En cette période électorale où l’on célèbre la figure de l’homme abstrait — un idiot sans singularité —, diluant tous les conflits sociaux dans notre belle « démocrasserie » représentative inféodée aux affairistes, nous accédons au paradis politique de la bourgeoisie et à ses vastes pâturages illusoires — opium d’un peuple de brebis galeuses — le temps de barbouiller une petite croix dans un carré prévu à cet effet. Quelle jouissance ! À chaque élection, on nous fait croire que tout le monde est fin, que tout le monde est gentil et que tout s'améliorera. En réalité, après le party, les hostilités recommenceront. Alors, pourquoi voter ? Pour réduire les inégalités et s’enrichir collectivement ? Est-ce possible avec les partis politiques actuels ?

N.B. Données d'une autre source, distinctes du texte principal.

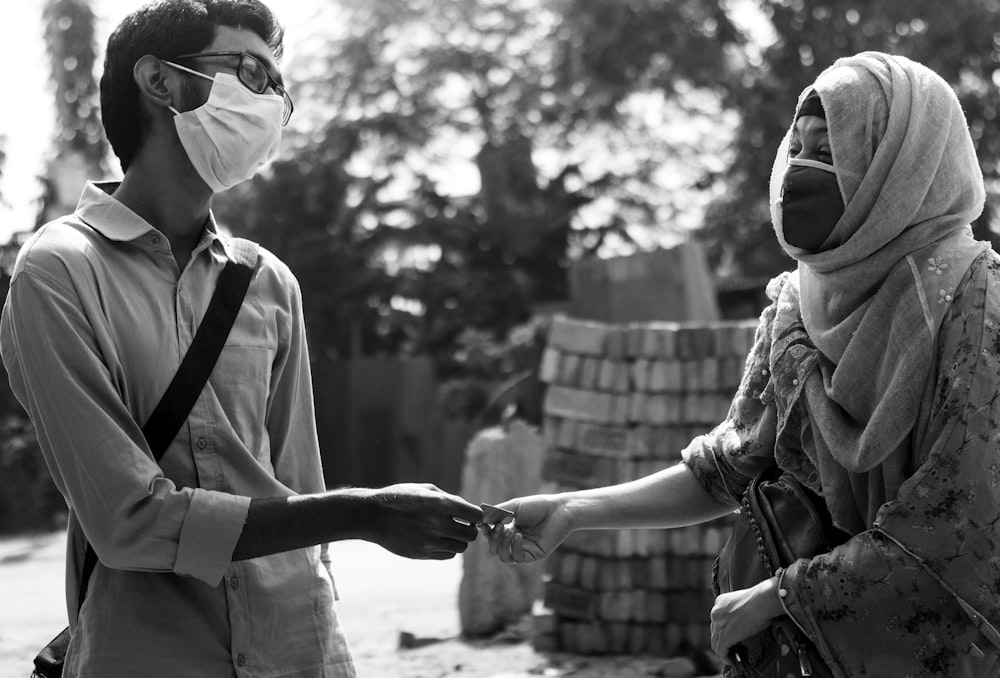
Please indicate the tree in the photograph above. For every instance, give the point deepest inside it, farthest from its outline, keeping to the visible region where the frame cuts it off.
(79, 147)
(544, 111)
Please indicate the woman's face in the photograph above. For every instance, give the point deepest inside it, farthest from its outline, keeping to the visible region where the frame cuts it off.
(811, 200)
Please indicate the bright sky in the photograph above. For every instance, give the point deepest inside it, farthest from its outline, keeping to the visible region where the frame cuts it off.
(26, 110)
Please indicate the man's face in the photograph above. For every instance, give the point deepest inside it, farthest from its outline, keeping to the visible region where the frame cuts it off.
(227, 39)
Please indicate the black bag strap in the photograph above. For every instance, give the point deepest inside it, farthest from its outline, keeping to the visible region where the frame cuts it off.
(174, 407)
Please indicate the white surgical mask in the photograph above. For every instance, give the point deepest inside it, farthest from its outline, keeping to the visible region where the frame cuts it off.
(233, 134)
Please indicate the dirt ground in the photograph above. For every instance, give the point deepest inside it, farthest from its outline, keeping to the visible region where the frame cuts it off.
(401, 617)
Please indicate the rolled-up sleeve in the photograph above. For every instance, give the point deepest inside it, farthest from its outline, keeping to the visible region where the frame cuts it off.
(726, 459)
(135, 518)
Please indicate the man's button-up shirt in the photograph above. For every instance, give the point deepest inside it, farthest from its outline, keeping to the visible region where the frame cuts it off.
(96, 323)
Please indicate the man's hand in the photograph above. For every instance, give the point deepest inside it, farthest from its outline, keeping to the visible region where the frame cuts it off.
(739, 615)
(541, 523)
(421, 521)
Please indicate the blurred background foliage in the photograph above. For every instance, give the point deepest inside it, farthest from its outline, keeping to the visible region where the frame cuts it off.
(587, 127)
(449, 159)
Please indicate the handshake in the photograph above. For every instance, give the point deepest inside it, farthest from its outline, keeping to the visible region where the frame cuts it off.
(424, 522)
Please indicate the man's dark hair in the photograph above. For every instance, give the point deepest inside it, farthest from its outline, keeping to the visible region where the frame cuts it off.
(167, 29)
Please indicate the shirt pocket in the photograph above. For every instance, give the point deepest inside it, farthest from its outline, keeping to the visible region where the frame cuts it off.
(242, 383)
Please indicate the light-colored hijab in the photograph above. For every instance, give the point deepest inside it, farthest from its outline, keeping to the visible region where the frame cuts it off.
(911, 185)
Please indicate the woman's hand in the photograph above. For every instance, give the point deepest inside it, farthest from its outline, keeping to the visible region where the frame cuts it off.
(738, 615)
(541, 523)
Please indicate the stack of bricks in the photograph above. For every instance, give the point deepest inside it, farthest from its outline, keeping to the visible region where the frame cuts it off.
(621, 403)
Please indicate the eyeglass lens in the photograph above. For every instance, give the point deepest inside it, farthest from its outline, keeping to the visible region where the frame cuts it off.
(254, 75)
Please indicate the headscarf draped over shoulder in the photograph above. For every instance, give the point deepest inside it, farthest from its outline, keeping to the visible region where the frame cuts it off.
(869, 299)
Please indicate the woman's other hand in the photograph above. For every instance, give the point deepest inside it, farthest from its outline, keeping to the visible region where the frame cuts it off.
(739, 615)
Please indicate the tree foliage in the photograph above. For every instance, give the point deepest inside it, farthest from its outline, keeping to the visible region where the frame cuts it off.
(958, 39)
(464, 150)
(72, 49)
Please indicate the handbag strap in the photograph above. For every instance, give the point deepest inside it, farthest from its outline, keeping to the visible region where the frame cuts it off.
(174, 407)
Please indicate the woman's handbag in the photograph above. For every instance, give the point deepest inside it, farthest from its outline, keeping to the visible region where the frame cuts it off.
(174, 407)
(781, 521)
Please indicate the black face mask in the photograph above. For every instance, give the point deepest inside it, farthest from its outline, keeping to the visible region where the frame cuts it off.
(810, 205)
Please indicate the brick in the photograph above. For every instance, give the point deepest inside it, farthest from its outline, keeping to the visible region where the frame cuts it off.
(730, 373)
(545, 643)
(659, 573)
(691, 376)
(548, 369)
(590, 568)
(566, 438)
(659, 377)
(578, 404)
(588, 373)
(607, 441)
(634, 340)
(614, 377)
(569, 370)
(579, 337)
(658, 643)
(577, 470)
(620, 410)
(674, 376)
(656, 607)
(570, 602)
(617, 638)
(640, 371)
(616, 344)
(592, 542)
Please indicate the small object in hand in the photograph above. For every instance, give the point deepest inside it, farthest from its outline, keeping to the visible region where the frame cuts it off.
(494, 515)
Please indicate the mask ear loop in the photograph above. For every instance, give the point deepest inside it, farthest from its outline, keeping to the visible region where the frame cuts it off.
(187, 70)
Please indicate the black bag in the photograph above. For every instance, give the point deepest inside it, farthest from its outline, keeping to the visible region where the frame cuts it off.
(781, 521)
(173, 408)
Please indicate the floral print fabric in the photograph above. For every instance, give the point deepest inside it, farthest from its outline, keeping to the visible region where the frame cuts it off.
(886, 603)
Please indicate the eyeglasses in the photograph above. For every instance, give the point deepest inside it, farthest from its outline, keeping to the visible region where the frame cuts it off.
(252, 72)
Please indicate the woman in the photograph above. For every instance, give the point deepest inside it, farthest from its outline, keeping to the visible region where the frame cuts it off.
(874, 380)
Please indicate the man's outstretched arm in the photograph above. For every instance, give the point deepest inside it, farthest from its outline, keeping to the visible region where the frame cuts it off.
(410, 520)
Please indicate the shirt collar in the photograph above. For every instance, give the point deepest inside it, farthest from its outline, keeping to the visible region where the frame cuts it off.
(112, 219)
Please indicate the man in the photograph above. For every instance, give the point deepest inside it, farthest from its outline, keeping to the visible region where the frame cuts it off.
(209, 564)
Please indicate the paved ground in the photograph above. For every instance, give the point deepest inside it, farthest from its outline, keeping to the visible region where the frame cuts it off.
(383, 597)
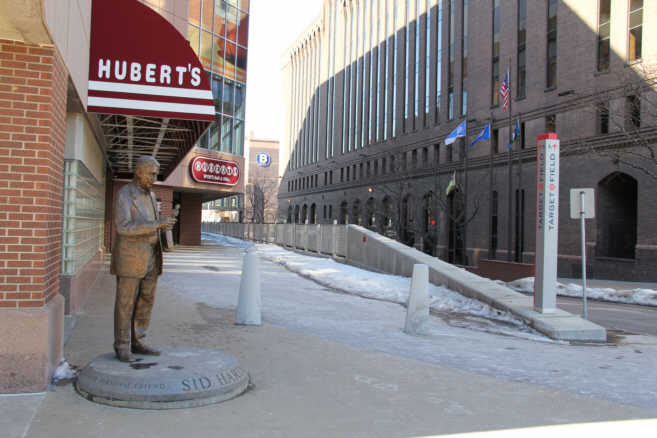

Au Canada, le taux d’impôt fédéral sur le revenu des sociétés est de 15 % contre 33 % aux États-Unis. Le taux d’impôt fédéral le plus élevé des riches individus est de 39,5 % aux States contre 24 % dans « le plus meilleur pays au monde » (chiffres de 2013). Or on apprenait dernièrement que Thomas Mulcair, le chef du NPD qui promettait de réduire les inégalités sociales en imposant davantage les sociétés s’était rétracté. (Le Nouvelliste, le lundi 24 août 2015, p. 24) Mulcair se contenterait plutôt d’un maigre 17,5 % comme Stephen Harper. Selon Huffington Post Canada, le Fonds Monétaire International propose des politiques d’imposition plus progressives que ce que soutient le Parti « de gauche » canadien.
Tandis que plusieurs États dans le monde sont actionnaires majoritaires dans de grandes entreprises et exigent des golden shares, leur conférant un droit de véto sur toutes les décisions importantes dans les compagnies qu’ils dirigent, Martin Coiteux, le président du Conseil du trésor revient à la charge avec la privatisation de la SAQ. (Le Nouvelliste, le mardi 1er septembre 2015, p. 17) Il menace de privatiser et souhaite réduire les dépenses de la société d’État. Qu’est-ce qui est le plus couteux ? Subventionner une entreprise privée qui rapporte peu à l’État ou ne pas subventionner une société d’État qui rapporte gros ? Comme tous les « faiseux » de ce monde, Coiteux a la prétention de savoir compter, pour et sur ses amis, s’entend.
Pendant que les sociétés ne déclarent jamais leurs revenus réels, seulement leurs revenus fiscaux, les salariés, eux, se font flouer. Ils sont imposés à la source sur leur maigre salaire, tandis que les PDG d’entreprises se paient en stock-options leur permettant légalement d’être imposés sur la moitié de la valeur de leurs actions. Les dirigeants des sociétés disposent aussi d’une personnalité juridique distincte de leurs entreprises, ce qui les protège des saisies possibles. Nos B.S. corporatifs ne paient ni TPS ni TVQ. Leurs factures d’électricité sont aussi déductibles d’impôt. Ils bénéficient donc d’allègements et d’évitements fiscaux substantiels. À titre d’exemple, ils peuvent amortir le coût de la construction d’un immeuble sur une période de dix ans. S’enrichissant sur notre dos, ils investissent dans les REER, REEE, CELI, les paradis fiscaux et contrairement aux riches Américains, ils n’ont pas à payer d’impôts successoraux.
Au pays, les prix de l’ensemble des produits et services sont 20 % plus élevés qu’aux States. Pourtant, selon KPMG, le Canada arrive au deuxième rang mondial en ce qui a trait à la fiscalité des entreprises. Nos entreprises canadiennes sont moins taxées qu’en Chine, qu’au Mexique et qu’en Russie. Retenez ceci, dit Léo-Paul Lauzon : « hausser les impôts des nantis, c’est idéologique ; les baisser, c’est pragmatique. Privatiser, c’est réaliste ; mais nationaliser, c’est dogmatique. » (Lauzon, Contes et comptes du Prof Lauzon V) Le plan de match de nos « faiseux » est limpide : moins d’impôts pour les riches, moins de syndicats et de services publics, afin de subventionner nos B.S. corporatifs et de leur offrir plus de cadeaux. Nos B.S. corporatifs sont en PPP avec l’État. À l’opposé, l’État exige du simple contribuable qu’il devienne un utilisateur-payeur.